I just feel like in some ways there is something really attractive about the whole idea of "FINISHING" games. Somehow there seems to be something kind of satisfying about that and part of me really wants to have a long list of games that I have played through entirely to the credits. I have been watching a bunch of videos from this guy Mortismal gaming on youtube and his deal is that he reviews rpgs mostly after he %100s them. What this means is pretty much doing everything there is to do. This includes the usual definition of getting all the achievements but also includes other stuff. I saw some comments where people suggested giving up this approach but his main answer is that this is just how he enjoys playing video games. And there is something really attractive about that from a "waste not, want not" kind of perspective. Like basically it seems like a sin to waste content. Somehow that just seems really intuitive. There is also some idea in my mind that this is how you "get good". You just cope with every challenge that comes your way in a straight beeline through everything and you will build up your skills.

But the reality that seems to come up in a variety of places is just that I just don't work like that. It is the same thing with chess. I constantly had the idea of like setting some plan or like schedule or like one book at a time, kind of thing. But the reality is that it just never worked.
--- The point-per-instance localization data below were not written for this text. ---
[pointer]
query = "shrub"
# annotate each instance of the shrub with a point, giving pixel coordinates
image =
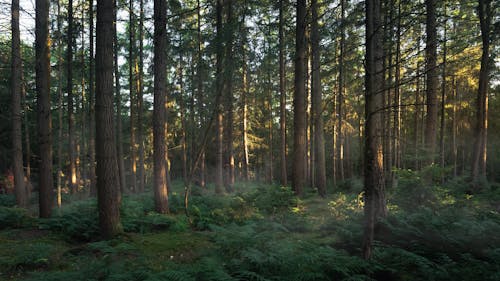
(14, 217)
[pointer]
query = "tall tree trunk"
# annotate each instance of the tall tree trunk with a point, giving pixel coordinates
(481, 127)
(317, 107)
(283, 164)
(397, 94)
(118, 98)
(108, 197)
(183, 118)
(340, 96)
(454, 128)
(27, 139)
(60, 174)
(442, 150)
(219, 88)
(140, 99)
(299, 134)
(42, 49)
(132, 90)
(246, 92)
(431, 82)
(159, 125)
(92, 175)
(16, 91)
(228, 91)
(69, 89)
(81, 162)
(374, 180)
(200, 90)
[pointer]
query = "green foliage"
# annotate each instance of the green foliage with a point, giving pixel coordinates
(218, 210)
(274, 199)
(7, 200)
(266, 251)
(14, 218)
(24, 257)
(77, 222)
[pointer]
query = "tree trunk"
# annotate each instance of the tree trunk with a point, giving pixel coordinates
(69, 89)
(228, 91)
(200, 91)
(374, 180)
(299, 134)
(431, 83)
(108, 197)
(159, 125)
(42, 47)
(118, 98)
(60, 107)
(92, 175)
(283, 164)
(17, 133)
(340, 97)
(481, 127)
(317, 107)
(442, 150)
(132, 90)
(140, 99)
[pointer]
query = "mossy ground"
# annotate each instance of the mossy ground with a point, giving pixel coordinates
(260, 232)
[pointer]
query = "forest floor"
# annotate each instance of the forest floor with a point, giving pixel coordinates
(262, 232)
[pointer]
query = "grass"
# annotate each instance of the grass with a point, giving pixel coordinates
(262, 232)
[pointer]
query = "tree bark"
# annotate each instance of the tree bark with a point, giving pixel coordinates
(108, 197)
(299, 134)
(374, 180)
(481, 127)
(317, 107)
(340, 97)
(42, 48)
(431, 83)
(132, 89)
(219, 88)
(200, 90)
(228, 91)
(140, 99)
(69, 89)
(16, 91)
(118, 98)
(159, 125)
(283, 164)
(92, 175)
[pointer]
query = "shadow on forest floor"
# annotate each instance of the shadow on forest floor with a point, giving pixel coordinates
(262, 232)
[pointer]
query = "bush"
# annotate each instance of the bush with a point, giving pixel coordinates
(14, 218)
(77, 222)
(7, 200)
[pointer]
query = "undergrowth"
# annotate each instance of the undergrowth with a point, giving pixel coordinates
(262, 232)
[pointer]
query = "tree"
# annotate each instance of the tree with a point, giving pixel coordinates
(108, 192)
(374, 181)
(283, 175)
(16, 91)
(132, 60)
(92, 175)
(159, 128)
(432, 83)
(317, 107)
(118, 97)
(42, 49)
(299, 117)
(228, 101)
(481, 126)
(69, 89)
(219, 88)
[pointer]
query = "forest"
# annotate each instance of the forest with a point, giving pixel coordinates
(249, 140)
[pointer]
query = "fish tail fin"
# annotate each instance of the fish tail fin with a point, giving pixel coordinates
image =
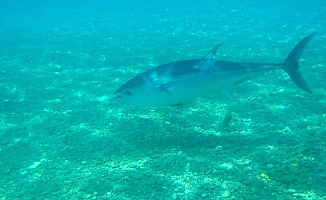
(291, 63)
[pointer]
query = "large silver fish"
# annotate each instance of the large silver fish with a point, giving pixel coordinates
(182, 81)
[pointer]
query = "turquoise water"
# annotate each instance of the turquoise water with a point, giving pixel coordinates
(61, 137)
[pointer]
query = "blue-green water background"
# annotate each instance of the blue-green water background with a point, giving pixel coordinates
(61, 138)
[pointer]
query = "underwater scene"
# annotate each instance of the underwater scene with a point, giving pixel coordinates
(65, 68)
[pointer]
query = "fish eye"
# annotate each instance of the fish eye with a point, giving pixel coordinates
(127, 92)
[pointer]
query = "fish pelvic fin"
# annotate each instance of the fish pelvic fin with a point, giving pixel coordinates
(291, 64)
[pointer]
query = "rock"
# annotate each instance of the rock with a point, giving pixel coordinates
(290, 191)
(174, 196)
(226, 194)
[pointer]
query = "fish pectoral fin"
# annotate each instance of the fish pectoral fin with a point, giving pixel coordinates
(229, 95)
(164, 88)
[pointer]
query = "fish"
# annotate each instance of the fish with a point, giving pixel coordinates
(180, 82)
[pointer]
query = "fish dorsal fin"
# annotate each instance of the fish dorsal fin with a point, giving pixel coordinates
(212, 52)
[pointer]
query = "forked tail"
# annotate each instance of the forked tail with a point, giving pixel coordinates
(291, 63)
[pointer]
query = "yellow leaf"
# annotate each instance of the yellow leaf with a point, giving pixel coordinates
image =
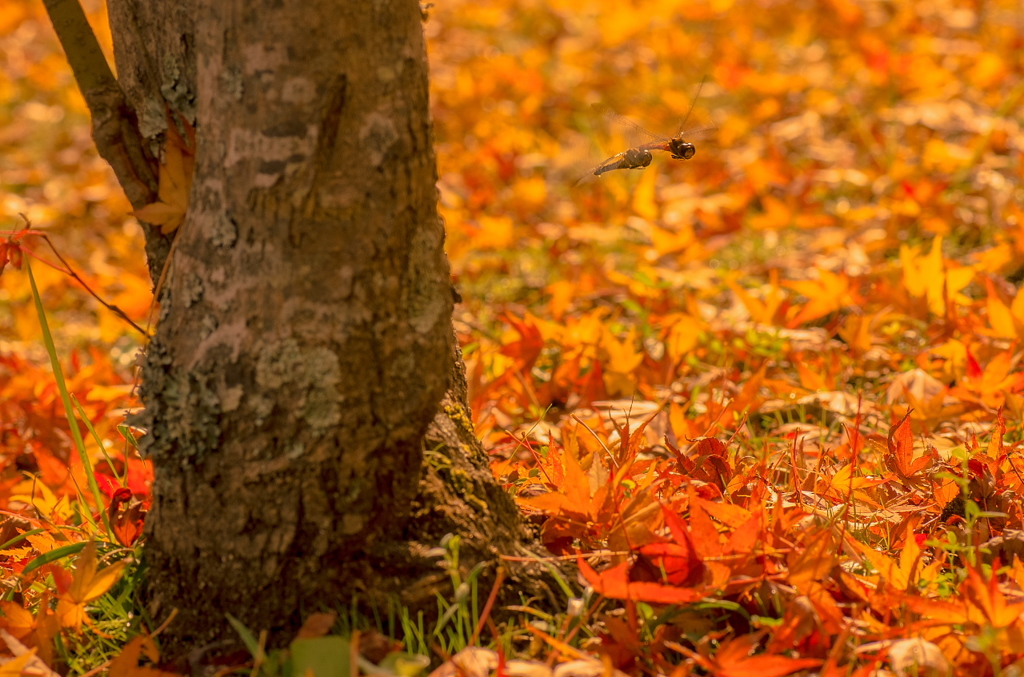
(89, 584)
(175, 182)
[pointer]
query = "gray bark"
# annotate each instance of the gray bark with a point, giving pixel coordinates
(304, 350)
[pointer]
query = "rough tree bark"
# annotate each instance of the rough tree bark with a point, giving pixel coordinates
(304, 356)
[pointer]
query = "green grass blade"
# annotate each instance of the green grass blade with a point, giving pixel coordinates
(69, 409)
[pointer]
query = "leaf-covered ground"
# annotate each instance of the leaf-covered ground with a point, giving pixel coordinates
(769, 398)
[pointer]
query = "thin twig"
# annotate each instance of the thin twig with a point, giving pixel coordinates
(115, 127)
(71, 272)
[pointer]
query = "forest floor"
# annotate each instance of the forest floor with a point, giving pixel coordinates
(770, 397)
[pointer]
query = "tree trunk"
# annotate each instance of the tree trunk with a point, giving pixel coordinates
(304, 352)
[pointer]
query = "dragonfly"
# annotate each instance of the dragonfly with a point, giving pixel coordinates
(642, 142)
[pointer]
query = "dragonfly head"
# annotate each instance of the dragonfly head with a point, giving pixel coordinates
(681, 150)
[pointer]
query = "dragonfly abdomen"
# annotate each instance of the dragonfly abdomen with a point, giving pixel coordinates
(632, 159)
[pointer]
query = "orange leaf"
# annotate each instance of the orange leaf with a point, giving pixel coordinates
(614, 583)
(126, 664)
(734, 660)
(900, 450)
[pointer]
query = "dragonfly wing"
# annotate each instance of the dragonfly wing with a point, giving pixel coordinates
(628, 130)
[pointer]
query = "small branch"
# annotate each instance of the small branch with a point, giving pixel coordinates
(115, 128)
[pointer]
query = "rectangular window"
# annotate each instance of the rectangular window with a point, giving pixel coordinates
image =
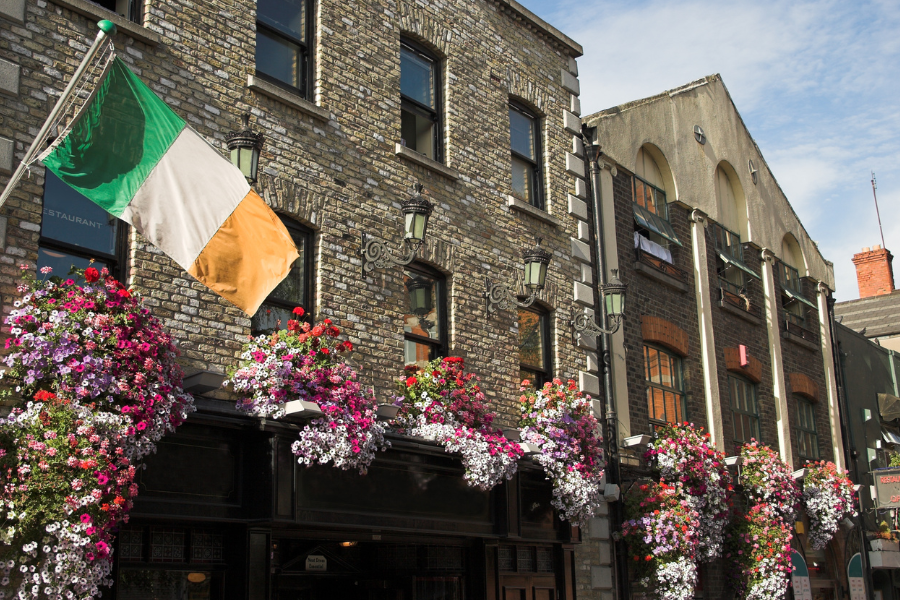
(424, 322)
(665, 386)
(282, 42)
(75, 231)
(807, 439)
(420, 118)
(744, 409)
(295, 290)
(525, 145)
(534, 346)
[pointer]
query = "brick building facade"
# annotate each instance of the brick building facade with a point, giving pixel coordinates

So it just seems like in general I am just a person that likes to jump from thing to thing. That said, there have been times when I have gone pretty straight through something whether that is a chess book or a video game. I think I shouldn't make any hard and fast rules. So for example, I don't know that I really want to set up a challenge like I did for January where I am "supposed" to play something different every day. But we will just have to see how the month evolves.

I think the main issue here is just the "get good" problem. There is some part of me that really is attached to the idea of trying to "get good". I think there are various reasons for this. But part of me really feels there is some kind of connection between finishing things and getting good. So I think that to some extent I may have to give up that idea. I think I would like to focus more on having fun. But I feel like it is easier said than done. I am sure the idea that I need to be super skilled will pop up again later.

So I think I am kind of making a decision to relax some and basically not stress out. I am pretty much a novice in the world of video games, so I kind of just want to maybe chill out a bit and see where things take me. I do feel like the whole thing of sticking with a puzzle game and trying to work through the puzzles that stump me even if it takes a few days is generally more pleasurable than the other deal. So I might continue with that.

Hopefully one side effect will just be that I will have more to talk about on this blog.